Meet Our Speakers - Abra Brynne
Name: Abra Brynne
Title: PhD Candidate at Dalhousie University
Q: Tell us a bit about your work: what is your focus right now, and how does it relate to food systems?
I just began the comprehensive exam portion of my PhD on Indigenous food sovereignty. I am particularly focused on two underlying themes, including what food sovereignty entails, and how decolonizing research methodologies can and should play a role in the study of Indigenous food sovereignty. As a non-Indigenous thinker and learner, my work pulls from Indigenous scholars as well as looking at how non-Indigenous scholars are integrating decolonizing methodologies in their food sovereignty studies.
Within these main themes, my doctoral work applies a policy lens. People don’t tend to think about policy until they ‘stub their toe on it’, and there is a domino effect of ever-increasing roadblocks for food systems actors trying to navigate complex, intersecting, and sometimes contradictory policy systems. I approach my exploration of Indigenous food sovereignty through a policy lens by asking: how does colonial policy impact Indigenous food sovereignty? How can the question of Indigenous land sovereignty be understood within food sovereignty conversations? And how can policy-based conversations about place, land, and agency, be reshaped through decolonizing methodologies?
Q: What is an ongoing and/or emerging food systems issue that sparks your passions right now?

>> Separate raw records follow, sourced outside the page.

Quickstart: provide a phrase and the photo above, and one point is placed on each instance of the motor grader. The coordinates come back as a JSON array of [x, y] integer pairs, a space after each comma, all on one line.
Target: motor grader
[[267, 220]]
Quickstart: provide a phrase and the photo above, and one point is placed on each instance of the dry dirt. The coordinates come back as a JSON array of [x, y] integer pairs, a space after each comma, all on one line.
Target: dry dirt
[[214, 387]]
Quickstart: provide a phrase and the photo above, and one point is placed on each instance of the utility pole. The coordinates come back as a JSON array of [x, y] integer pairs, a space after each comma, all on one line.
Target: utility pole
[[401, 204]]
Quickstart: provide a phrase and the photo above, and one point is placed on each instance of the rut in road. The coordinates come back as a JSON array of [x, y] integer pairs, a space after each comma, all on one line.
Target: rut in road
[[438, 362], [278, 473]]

Through my PhD explorations, I have been thinking deeply about questions of land sovereignty in relation to property law, and I am exploring how settlers are participating in movements towards justice. For example, landowners in Saskatchewan are collaborating in formal and informal agreements with proximate Indigenous communities to share access to land that, despite the colonial notion of “ownership”, remains Indigenous territory. I hope to continue learning about how this and other examples are pulling apart colonial notions of property, how these examples can work in relation to treaty rights, and how they might meaningfully respond to issues of land justice and food sovereignty.
Q: What were some turning points in your life that led your work into food systems? What does your work in food systems mean for you personally?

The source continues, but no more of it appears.